United Communities submitted a claim to the contracting officer that alleged breaches of a contract for a rent cap on military member’s basic allowance for housing.  The contracting officer denied the claim in a final decision on June 29, 2020, which decision was subsequently confirmed on July 8, 2020.  United Communities filed suit in the Court of Federal Claims (“COFC”) on Sept. 17, 2020, alleging similar breaches of contract, and the COFC dismissed the claim with prejudice, and then denied a motion for reconsideration on Nov. 18, 2021.
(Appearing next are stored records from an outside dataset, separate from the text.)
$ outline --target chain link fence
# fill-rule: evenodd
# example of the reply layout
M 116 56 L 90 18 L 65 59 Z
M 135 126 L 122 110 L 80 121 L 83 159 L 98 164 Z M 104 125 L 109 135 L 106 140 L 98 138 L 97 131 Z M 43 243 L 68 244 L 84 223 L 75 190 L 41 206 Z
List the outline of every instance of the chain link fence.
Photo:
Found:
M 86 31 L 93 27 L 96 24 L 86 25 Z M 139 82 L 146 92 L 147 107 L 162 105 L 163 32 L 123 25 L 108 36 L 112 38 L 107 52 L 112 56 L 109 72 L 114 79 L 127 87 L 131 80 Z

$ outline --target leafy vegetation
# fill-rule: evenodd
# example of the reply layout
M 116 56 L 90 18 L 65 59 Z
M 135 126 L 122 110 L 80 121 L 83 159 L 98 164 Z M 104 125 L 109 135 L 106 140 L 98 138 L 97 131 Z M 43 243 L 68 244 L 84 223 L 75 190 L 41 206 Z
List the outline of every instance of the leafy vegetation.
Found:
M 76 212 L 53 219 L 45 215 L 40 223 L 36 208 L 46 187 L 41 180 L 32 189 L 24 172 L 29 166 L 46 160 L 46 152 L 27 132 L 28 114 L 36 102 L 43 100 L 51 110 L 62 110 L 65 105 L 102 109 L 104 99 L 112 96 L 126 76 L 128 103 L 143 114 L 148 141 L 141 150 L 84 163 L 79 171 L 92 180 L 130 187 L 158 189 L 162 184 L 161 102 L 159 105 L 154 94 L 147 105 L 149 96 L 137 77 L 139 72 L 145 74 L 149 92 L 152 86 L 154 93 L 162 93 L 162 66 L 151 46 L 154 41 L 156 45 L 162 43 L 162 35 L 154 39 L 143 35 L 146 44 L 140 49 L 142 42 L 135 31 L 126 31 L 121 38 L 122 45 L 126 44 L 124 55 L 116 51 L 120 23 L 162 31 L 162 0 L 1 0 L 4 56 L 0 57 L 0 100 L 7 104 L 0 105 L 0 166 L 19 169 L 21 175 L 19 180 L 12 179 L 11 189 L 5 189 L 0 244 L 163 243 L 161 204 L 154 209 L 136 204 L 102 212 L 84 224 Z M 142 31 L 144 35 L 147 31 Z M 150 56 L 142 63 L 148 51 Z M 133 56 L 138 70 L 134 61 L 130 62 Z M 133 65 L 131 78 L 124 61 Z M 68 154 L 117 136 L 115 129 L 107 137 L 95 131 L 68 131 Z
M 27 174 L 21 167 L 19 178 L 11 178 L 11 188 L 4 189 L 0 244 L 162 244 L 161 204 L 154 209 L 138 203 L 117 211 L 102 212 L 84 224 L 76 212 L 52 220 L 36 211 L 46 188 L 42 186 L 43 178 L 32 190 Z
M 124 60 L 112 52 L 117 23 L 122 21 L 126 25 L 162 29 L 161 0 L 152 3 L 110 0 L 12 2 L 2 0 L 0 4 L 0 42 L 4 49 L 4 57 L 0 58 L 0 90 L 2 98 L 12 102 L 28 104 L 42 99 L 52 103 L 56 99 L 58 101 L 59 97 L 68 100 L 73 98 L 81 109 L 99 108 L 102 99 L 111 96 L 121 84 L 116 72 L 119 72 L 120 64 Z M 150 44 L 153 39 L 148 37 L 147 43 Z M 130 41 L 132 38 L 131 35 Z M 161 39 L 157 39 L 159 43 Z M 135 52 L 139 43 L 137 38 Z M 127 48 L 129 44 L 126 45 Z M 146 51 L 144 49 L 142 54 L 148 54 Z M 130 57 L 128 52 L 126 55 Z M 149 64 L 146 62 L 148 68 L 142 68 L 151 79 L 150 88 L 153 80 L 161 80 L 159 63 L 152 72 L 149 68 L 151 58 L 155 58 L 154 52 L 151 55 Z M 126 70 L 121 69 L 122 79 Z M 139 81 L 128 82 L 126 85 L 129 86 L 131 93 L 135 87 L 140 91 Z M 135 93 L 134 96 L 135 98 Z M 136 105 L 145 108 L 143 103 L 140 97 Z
United Communities failed to timely file its notice of appeals with the COFC and the Federal Circuit.  The deadline for filing such a notice under Federal rules was on Jan. 17, 2022.  United Communities failed to file its notice of appeal before this deadline.  United Communities’ counsel incorrect relied on 41 USC § 7107, which governs timing of appeals from an Agency board of appeals.  United Communities then filed for an extension of time to file a notice of appeal.

The Federal Circuit remanded to the COFC, which denied the notion, determining that the failure to file did not rise to the level of excusable neglect. United Communities argued that there was excusable neglect, based on the so-called “Pioneer Factors” which include:

  • The danger of prejudice to the non-moving parties
  • The length of the delay and its potential impact on judicial proceedings
  • The moving party’s reason for the delay, and whether it was within control of the moving party
  • Whether the moving party acted in good faith

The Federal Circuit considered the Pioneer factors, and concluded that there was no reason for the late filing other than the counsel’s erroneous understanding of the deadlines.  The court considered good cause as well, but declined to find good cause since it was first brought up by United Communities on appeal.

The Federal Circuit expressed sympathy but refused to displace the COFC’s discretion in denying the motion for an extension of time.

Takeaway.  It is essential that counsel understand the deadlines in the court (or Board, or GAO rules).  This situation could have been avoided.